Locality Sensitive Hashing (LSH) Overview

Updated 1 December 2025

Locality Sensitive Hashing is a randomized technique that maps similar high-dimensional data points into the same hash buckets, ensuring efficient approximate nearest neighbor search.
It utilizes specific LSH families such as p-Stable for Euclidean distance, SimHash for cosine similarity, and MinHash for Jaccard similarity to optimize collision probabilities.
Advanced LSH variants and distributed frameworks enhance scalability and speed, making it ideal for applications in machine learning, image retrieval, and multimodal data analysis.

Locality Sensitive Hashing (LSH) is a data-independent randomized framework for efficient approximate nearest neighbor (ANN) search in high-dimensional spaces. LSH enables sublinear query time with rigorous theoretical guarantees by hashing input items so that similar objects are mapped to the same hash bucket with higher probability than dissimilar ones. The framework has catalyzed both theoretical analysis and high-impact applications in large-scale similarity search, information retrieval, machine learning, and data mining.

1. Formal Definition and Theoretical Guarantees

Let $(\mathcal{X}, d)$ be a metric space. A family of hash functions $\mathcal{H}$ is called $(r, cr, p_1, p_2)$ -sensitive for some distance threshold $r > 0$ and approximation factor $c > 1$ if for all $x, y \in \mathcal{X}$ , the following holds:

If $d(x, y) \leq r$ , then $\Pr_{h \sim \mathcal{H}}[h(x) = h(y)] \geq p_1$
If $d(x, y) \geq c r$ , then $\Pr_{h \sim \mathcal{H}}[h(x) = h(y)] \leq p_2$ with $p_1 > p_2$ .

The LSH exponent, $\rho = \frac{\ln(1/p_1)}{\ln(1/p_2)} < 1$ , governs the sublinear query complexity and is minimized when the gap between $p_1$ and $p_2$ is widest. Query time is $O(n^\rho \log n)$ and space usage is $O(n^{1+\rho})$ for $n$ data points (Wang et al., 2014).
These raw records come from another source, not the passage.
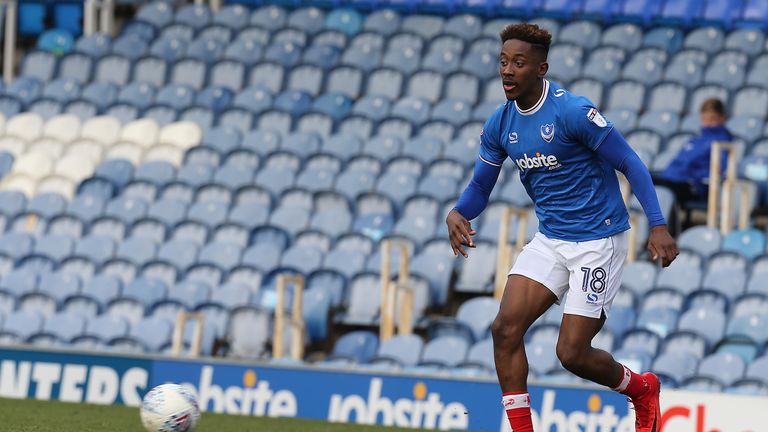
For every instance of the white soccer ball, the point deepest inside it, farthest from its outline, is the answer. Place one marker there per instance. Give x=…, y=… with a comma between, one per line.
x=169, y=408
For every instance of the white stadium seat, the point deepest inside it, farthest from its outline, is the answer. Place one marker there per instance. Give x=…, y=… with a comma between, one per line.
x=74, y=168
x=13, y=145
x=104, y=129
x=19, y=182
x=126, y=150
x=143, y=132
x=181, y=134
x=58, y=184
x=86, y=149
x=49, y=146
x=28, y=126
x=36, y=165
x=64, y=127
x=168, y=153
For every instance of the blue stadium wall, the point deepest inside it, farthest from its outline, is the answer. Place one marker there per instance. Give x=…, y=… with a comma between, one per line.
x=356, y=397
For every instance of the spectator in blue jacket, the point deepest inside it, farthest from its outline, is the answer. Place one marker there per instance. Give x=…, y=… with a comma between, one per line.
x=688, y=173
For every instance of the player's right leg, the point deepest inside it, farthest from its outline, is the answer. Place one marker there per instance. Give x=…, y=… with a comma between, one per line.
x=537, y=280
x=524, y=300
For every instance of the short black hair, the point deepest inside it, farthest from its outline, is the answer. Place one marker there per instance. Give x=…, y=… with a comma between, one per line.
x=538, y=37
x=713, y=105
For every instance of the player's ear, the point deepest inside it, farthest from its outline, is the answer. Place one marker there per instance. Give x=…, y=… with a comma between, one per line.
x=543, y=68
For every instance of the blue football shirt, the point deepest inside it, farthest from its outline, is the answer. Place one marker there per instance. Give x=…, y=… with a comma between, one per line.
x=576, y=194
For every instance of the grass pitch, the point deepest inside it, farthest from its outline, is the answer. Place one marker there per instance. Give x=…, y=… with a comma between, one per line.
x=42, y=416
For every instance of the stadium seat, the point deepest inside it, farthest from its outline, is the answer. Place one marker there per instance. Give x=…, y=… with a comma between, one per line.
x=723, y=367
x=357, y=347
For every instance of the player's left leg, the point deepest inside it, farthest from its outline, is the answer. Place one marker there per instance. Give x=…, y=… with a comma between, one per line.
x=596, y=268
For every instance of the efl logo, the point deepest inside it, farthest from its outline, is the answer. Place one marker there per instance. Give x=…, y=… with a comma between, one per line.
x=538, y=161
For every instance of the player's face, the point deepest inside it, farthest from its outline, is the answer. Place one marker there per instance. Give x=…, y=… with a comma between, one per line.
x=711, y=119
x=520, y=67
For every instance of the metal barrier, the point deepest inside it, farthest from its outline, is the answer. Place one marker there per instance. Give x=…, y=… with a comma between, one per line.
x=297, y=317
x=213, y=4
x=394, y=293
x=98, y=16
x=713, y=201
x=182, y=318
x=9, y=44
x=504, y=252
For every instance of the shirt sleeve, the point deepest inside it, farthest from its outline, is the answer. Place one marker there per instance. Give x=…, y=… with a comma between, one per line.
x=585, y=124
x=491, y=149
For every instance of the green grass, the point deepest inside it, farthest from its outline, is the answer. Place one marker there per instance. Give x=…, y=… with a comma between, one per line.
x=41, y=416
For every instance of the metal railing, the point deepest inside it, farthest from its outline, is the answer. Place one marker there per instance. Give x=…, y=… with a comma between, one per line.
x=296, y=321
x=505, y=253
x=182, y=318
x=394, y=293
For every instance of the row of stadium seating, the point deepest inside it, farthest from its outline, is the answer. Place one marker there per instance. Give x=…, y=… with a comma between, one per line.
x=679, y=12
x=170, y=216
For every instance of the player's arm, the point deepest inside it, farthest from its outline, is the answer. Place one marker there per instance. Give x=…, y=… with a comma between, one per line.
x=616, y=151
x=471, y=203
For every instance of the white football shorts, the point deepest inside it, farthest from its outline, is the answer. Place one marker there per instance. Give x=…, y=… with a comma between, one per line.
x=589, y=272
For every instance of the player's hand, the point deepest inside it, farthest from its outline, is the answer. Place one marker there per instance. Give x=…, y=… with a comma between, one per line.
x=460, y=233
x=662, y=245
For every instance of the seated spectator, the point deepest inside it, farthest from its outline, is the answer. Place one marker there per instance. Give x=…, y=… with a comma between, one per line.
x=688, y=173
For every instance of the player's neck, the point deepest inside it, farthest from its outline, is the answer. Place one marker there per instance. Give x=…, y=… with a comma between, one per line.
x=528, y=100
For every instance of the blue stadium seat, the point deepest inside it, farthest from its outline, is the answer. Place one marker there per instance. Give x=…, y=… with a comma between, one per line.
x=641, y=340
x=727, y=69
x=137, y=250
x=125, y=209
x=402, y=350
x=676, y=365
x=234, y=16
x=710, y=323
x=159, y=14
x=196, y=16
x=177, y=96
x=40, y=65
x=686, y=342
x=63, y=326
x=147, y=291
x=687, y=68
x=130, y=46
x=59, y=285
x=660, y=320
x=113, y=69
x=749, y=242
x=357, y=347
x=758, y=369
x=152, y=333
x=249, y=327
x=38, y=302
x=63, y=90
x=140, y=29
x=684, y=274
x=76, y=66
x=752, y=327
x=19, y=325
x=138, y=93
x=723, y=367
x=151, y=70
x=181, y=254
x=707, y=39
x=25, y=90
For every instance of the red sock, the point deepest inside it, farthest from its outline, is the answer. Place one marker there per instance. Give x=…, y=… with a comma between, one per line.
x=518, y=407
x=631, y=384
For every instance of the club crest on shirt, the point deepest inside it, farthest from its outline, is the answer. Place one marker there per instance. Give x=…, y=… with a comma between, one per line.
x=595, y=117
x=548, y=132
2. Canonical LSH Constructions

Several LSH families are tailored to specific metrics:

$p$ -Stable LSH for Euclidean Distance: Hash functions of the form $h_{a, b}(x) = \lfloor (a^T x + b)/w \rfloor$ with $a \sim N(0, I_d), b \sim \mathrm{Unif}[0, w]$ yield standard $(r, cr, p_1, p_2)$ -sensitivity for $\ell_2$ (Nakanishi et al., 25 Mar 2024).
SimHash for Cosine Similarity: $h_{a}(x) = \mathrm{sign}(a^T x)$ , with $a$ drawn from the standard normal. Collision probability is $1 - \frac{\theta(x, y)}{\pi}$ , where $\theta(x, y)$ is the angle between $x$ and $y$ (Wang et al., 2014).
MinHash for Jaccard Similarity: For sets, $h(S) = \min\{\pi(i): i \in S\}$ for random permutation $\pi$ , with collision probability equal to the Jaccard index.
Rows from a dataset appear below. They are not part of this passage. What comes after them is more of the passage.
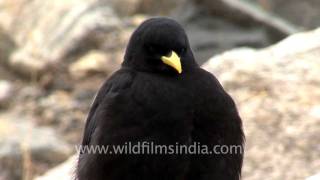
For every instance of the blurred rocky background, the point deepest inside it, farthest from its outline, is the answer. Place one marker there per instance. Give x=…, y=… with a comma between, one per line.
x=54, y=55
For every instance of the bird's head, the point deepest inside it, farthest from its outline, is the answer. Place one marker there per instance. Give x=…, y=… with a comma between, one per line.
x=159, y=45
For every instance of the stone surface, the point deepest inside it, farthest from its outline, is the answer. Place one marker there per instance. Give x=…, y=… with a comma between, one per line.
x=277, y=90
x=27, y=149
x=92, y=63
x=7, y=46
x=6, y=93
x=292, y=11
x=45, y=39
x=212, y=27
x=64, y=171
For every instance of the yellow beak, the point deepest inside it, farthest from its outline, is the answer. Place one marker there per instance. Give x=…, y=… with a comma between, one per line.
x=173, y=60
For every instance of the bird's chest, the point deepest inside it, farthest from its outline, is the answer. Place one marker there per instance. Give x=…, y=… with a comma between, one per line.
x=167, y=107
x=164, y=95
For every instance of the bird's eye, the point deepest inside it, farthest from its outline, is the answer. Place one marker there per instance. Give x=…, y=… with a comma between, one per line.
x=151, y=48
x=182, y=51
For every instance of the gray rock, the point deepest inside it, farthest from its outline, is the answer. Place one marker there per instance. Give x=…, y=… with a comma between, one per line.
x=213, y=27
x=292, y=11
x=48, y=38
x=64, y=171
x=277, y=92
x=6, y=93
x=94, y=62
x=26, y=149
x=7, y=46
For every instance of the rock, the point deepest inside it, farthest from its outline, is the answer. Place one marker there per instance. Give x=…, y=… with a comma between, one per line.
x=277, y=91
x=213, y=27
x=314, y=177
x=292, y=11
x=45, y=39
x=26, y=149
x=64, y=171
x=62, y=111
x=248, y=14
x=6, y=93
x=131, y=7
x=209, y=35
x=94, y=62
x=7, y=46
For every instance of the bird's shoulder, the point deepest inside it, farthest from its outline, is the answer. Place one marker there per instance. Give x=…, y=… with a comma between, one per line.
x=210, y=91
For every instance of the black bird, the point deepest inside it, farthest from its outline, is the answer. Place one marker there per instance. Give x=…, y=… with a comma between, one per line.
x=161, y=96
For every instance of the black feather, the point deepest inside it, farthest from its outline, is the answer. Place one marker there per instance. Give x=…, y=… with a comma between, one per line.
x=148, y=101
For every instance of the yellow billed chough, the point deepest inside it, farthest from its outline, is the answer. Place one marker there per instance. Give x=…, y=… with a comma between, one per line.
x=160, y=97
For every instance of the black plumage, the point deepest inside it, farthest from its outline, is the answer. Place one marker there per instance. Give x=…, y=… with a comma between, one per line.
x=153, y=99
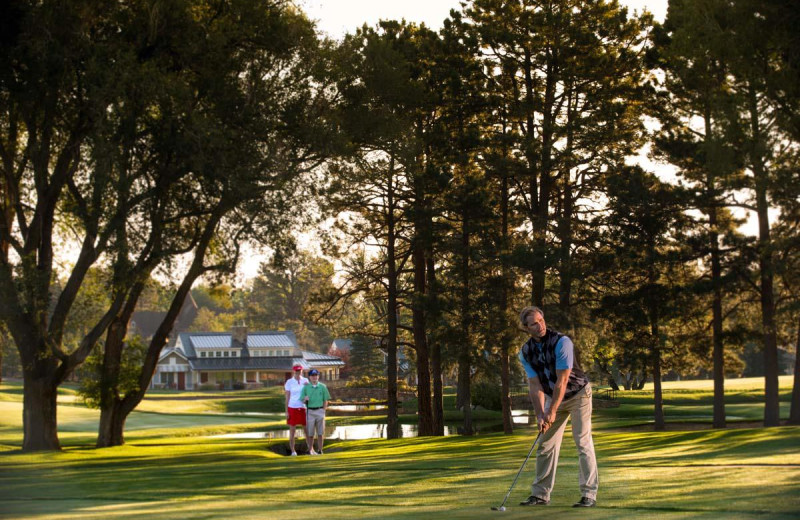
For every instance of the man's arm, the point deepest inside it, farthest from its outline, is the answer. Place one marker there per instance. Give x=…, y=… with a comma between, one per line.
x=537, y=399
x=562, y=378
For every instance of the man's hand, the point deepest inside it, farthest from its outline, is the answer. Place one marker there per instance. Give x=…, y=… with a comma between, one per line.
x=541, y=421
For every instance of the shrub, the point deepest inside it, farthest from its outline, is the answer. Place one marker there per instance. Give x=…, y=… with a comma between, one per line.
x=487, y=395
x=377, y=382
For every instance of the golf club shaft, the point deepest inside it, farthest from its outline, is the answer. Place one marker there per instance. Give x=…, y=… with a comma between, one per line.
x=521, y=468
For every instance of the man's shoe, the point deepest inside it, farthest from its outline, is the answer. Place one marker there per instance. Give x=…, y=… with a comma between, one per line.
x=585, y=502
x=534, y=501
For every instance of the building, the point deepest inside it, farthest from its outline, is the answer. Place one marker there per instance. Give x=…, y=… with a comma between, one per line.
x=146, y=323
x=236, y=359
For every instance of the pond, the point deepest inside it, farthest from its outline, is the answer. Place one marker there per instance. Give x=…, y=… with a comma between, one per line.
x=378, y=430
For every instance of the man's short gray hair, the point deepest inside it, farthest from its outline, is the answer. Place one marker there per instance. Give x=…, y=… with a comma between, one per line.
x=527, y=311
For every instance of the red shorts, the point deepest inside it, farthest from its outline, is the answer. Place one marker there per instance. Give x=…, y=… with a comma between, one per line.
x=297, y=417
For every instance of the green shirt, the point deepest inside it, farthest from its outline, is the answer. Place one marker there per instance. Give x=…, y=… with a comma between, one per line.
x=317, y=395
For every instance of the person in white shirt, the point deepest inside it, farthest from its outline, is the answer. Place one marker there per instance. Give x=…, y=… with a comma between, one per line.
x=295, y=409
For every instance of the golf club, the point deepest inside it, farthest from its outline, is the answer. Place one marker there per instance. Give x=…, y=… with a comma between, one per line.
x=502, y=507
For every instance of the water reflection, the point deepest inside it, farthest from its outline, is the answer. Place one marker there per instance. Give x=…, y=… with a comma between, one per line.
x=378, y=431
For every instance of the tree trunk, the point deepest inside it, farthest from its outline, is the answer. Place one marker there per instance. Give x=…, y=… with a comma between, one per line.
x=716, y=276
x=39, y=418
x=437, y=404
x=719, y=348
x=658, y=400
x=794, y=412
x=112, y=426
x=505, y=336
x=424, y=411
x=392, y=422
x=464, y=361
x=760, y=174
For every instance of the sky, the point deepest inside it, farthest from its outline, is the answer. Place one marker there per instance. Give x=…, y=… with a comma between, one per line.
x=337, y=17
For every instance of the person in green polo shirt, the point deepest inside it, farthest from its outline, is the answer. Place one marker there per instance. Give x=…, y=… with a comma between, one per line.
x=316, y=397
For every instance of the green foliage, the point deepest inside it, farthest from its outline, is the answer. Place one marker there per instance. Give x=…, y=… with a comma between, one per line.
x=131, y=361
x=366, y=359
x=377, y=382
x=487, y=394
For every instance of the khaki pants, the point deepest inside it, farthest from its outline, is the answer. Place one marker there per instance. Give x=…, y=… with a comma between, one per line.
x=579, y=407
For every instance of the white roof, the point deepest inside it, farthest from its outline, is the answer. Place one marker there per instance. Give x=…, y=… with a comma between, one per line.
x=223, y=341
x=269, y=340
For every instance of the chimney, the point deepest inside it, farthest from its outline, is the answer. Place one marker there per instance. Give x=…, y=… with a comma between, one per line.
x=239, y=334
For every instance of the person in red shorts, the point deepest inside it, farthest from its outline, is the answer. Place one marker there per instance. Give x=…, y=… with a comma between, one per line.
x=295, y=409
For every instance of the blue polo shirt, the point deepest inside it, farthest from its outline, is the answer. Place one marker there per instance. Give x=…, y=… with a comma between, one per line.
x=565, y=356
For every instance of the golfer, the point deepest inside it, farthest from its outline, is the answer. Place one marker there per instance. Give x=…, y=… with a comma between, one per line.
x=315, y=395
x=295, y=409
x=559, y=390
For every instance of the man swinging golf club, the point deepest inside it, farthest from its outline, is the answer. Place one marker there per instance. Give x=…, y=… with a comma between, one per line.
x=559, y=390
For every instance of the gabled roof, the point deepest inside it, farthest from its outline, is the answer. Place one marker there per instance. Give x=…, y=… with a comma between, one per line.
x=191, y=341
x=171, y=350
x=342, y=344
x=284, y=363
x=146, y=323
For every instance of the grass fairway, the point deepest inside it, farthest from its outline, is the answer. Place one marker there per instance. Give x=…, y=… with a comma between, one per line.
x=169, y=470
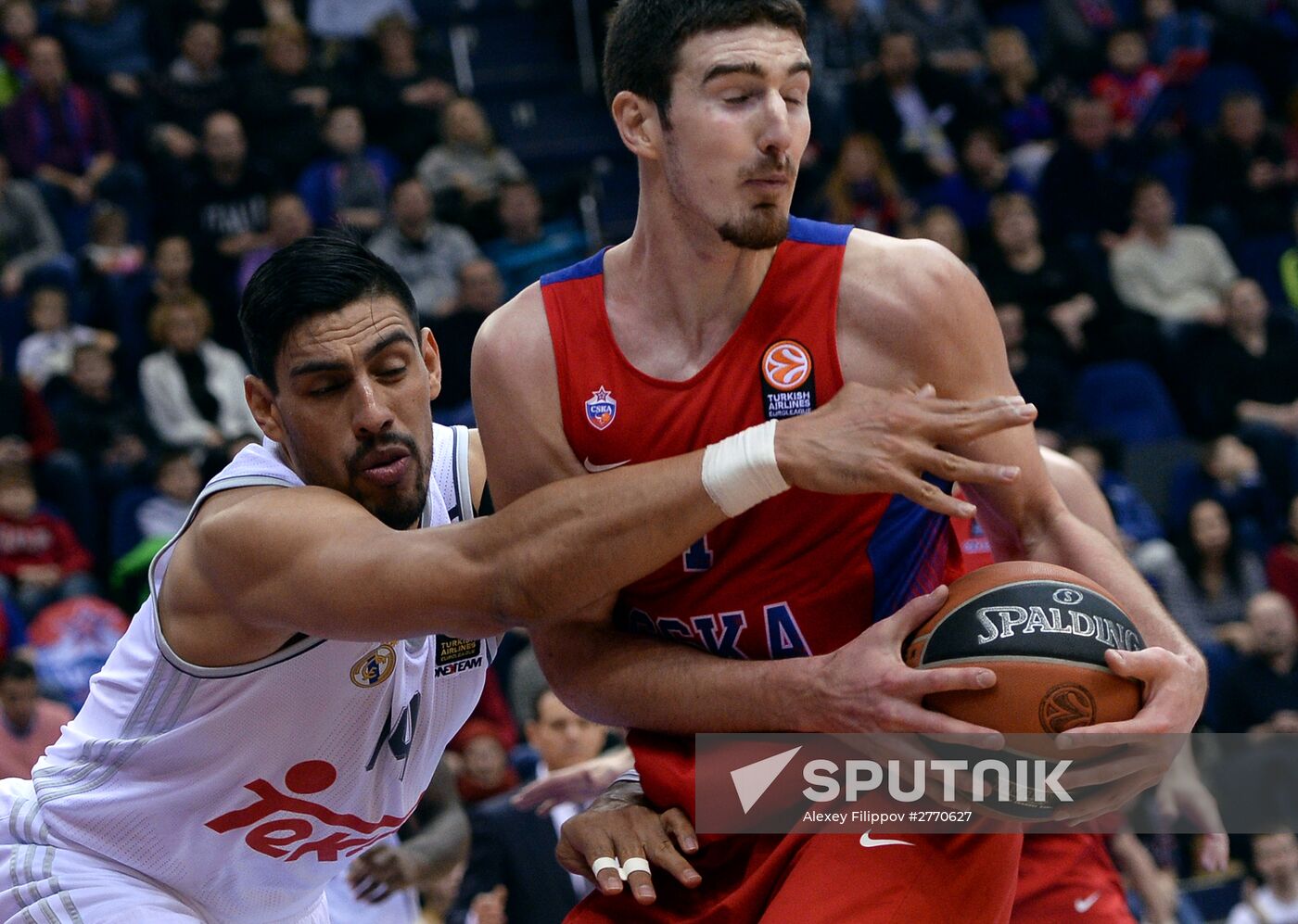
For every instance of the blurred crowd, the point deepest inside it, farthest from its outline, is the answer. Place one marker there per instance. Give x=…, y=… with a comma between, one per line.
x=1120, y=175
Advanced families include cross-polytope LSH (optimal for angular search), multi-probe LSH (reducing the number of required tables), and bilinear or tensorized projections for high-order structured data (Verma et al., 11 Feb 2024, Kim et al., 2015).
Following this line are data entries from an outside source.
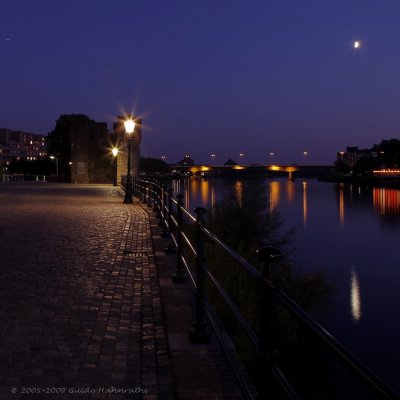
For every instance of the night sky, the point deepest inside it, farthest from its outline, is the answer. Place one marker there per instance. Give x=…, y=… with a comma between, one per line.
x=209, y=76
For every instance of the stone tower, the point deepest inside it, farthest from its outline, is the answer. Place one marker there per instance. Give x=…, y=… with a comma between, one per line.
x=122, y=144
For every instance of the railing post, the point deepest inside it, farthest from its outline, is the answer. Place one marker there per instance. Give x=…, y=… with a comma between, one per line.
x=199, y=333
x=157, y=197
x=170, y=194
x=268, y=310
x=180, y=276
x=163, y=212
x=143, y=190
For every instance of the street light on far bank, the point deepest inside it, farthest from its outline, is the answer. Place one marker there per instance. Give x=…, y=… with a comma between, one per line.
x=129, y=129
x=115, y=155
x=55, y=158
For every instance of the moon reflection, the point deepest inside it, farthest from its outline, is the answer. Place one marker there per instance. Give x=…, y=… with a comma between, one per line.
x=355, y=296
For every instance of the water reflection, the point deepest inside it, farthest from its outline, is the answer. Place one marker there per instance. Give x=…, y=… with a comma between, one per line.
x=274, y=194
x=305, y=205
x=238, y=187
x=355, y=296
x=341, y=203
x=350, y=198
x=386, y=201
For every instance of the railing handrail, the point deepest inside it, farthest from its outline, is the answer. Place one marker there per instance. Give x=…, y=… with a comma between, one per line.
x=344, y=355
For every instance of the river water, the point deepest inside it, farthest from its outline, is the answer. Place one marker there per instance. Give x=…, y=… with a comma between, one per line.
x=351, y=233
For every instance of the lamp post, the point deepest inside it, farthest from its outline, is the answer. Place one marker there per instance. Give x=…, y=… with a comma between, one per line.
x=55, y=158
x=271, y=154
x=129, y=128
x=115, y=154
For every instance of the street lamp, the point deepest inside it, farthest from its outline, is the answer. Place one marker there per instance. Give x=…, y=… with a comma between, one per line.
x=55, y=158
x=129, y=128
x=115, y=154
x=271, y=154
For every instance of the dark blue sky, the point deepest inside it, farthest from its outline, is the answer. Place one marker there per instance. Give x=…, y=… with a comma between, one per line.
x=209, y=76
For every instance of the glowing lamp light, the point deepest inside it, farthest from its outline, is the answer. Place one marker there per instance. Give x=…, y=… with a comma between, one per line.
x=129, y=127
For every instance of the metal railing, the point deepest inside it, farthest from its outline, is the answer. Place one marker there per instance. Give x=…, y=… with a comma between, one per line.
x=274, y=313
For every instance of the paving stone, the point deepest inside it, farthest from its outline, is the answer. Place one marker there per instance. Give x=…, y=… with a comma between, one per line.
x=81, y=298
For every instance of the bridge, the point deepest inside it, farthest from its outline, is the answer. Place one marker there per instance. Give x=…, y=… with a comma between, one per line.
x=256, y=168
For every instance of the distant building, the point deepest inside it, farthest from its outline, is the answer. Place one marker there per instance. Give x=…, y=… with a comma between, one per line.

3. Algorithmic Frameworks and Index Structures

The classical Indyk-Motwani LSH framework constructs $L = O(n^\rho)$ hash tables, each based on $k = O(\log n)$ projections to reduce false positives among distant points. Each data point is inserted into all tables using compound hash keys, and queries probe all $L$ buckets corresponding to the query’s hash keys (Christiani, 2017).

Indexing and Query Process:

Choose $k$ and $L$ based on data size $n$ and LSH family parameters $(p_1, p_2)$ .
Build $L$ hash tables with $k$ -wise concatenation of base hash functions.
Insert each database point into the corresponding bucket of each hash table.
For a query, compute its $L$ hash keys and retrieve candidate points from all matching buckets. Exact distances are computed to select the ANN(s).

Efficient amplification is achieved via careful parameterization; for constant query success probability, $k \approx \ln n / \ln(1/p_2)$ , $L \approx n^{\rho}$ (Wang et al., 2014, Christiani, 2017).

4. Variants, Extensions, and Distributed Architectures

Scalability and Distributed LSH

In distributed settings, classical LSH suffers from high index size ( $O(n^{1+\rho})$ ) and network costs proportional to $L$ . Entropy LSH reduces the number of tables by querying randomly offset points but increases network calls per query (Bahmani et al., 2012). Layered LSH introduces a two-level hashing scheme: first mapping data with core $k$ -wise projections $H$ , then grouping $k$ -hash buckets via a second-level LSH $G$ . This achieves substantially fewer network calls per query ( $O(\sqrt{\log n})$ ) and better load balance:

Scheme	Shuffle Size (MB)	Runtime (s)	Max Load Factor
Simple LSH	150	480	3×
Layered LSH	14	160	1.5×

(Bahmani et al., 2012)

Space, Hash Cost, and Acceleration

FastLSH accelerates hash computation via random subsampling of dimensions, reducing per-hash time from $O(d)$ to $O(m)$ for an $m$ -sized subset. Theoretical LSH guarantees (monotonicity of collision probability in distance, correct exponent $\rho$ ) are preserved, and empirical evaluation demonstrates up to 80x speedup in hash evaluation without loss in retrieval accuracy (Tan et al., 2023).

Structured and Multimodal Data

LSH is generalized to accommodate matrices, tensors, or multiple feature groups through bilinear, CP-decomposition, or tensor-train random projections. These factorized hash functions preserve collision probability guarantees while reducing the memory/computation required for high-order data, making LSH feasible for large-scale problems in imaging and signal processing (Verma et al., 11 Feb 2024, Kim et al., 2015).

Specialized and Learned Extensions

Data-dependent LSH: Learns hash functions adapted to input data structure for improved empirical performance, at the cost of intensive preprocessing (Wang et al., 2014).
Neural LSH: Employs a learned neural hash function trained with an LSH-inspired loss to align collision probability with complex, task-specific metrics (Wang et al., 31 Jan 2024).
Distance-Sensitive Hashing (DSH): Generalizes LSH to allow tunable, even non-monotonic, collision probability functions over distance, supporting output-sensitive or privacy-preserving queries (Aumüller et al., 2017).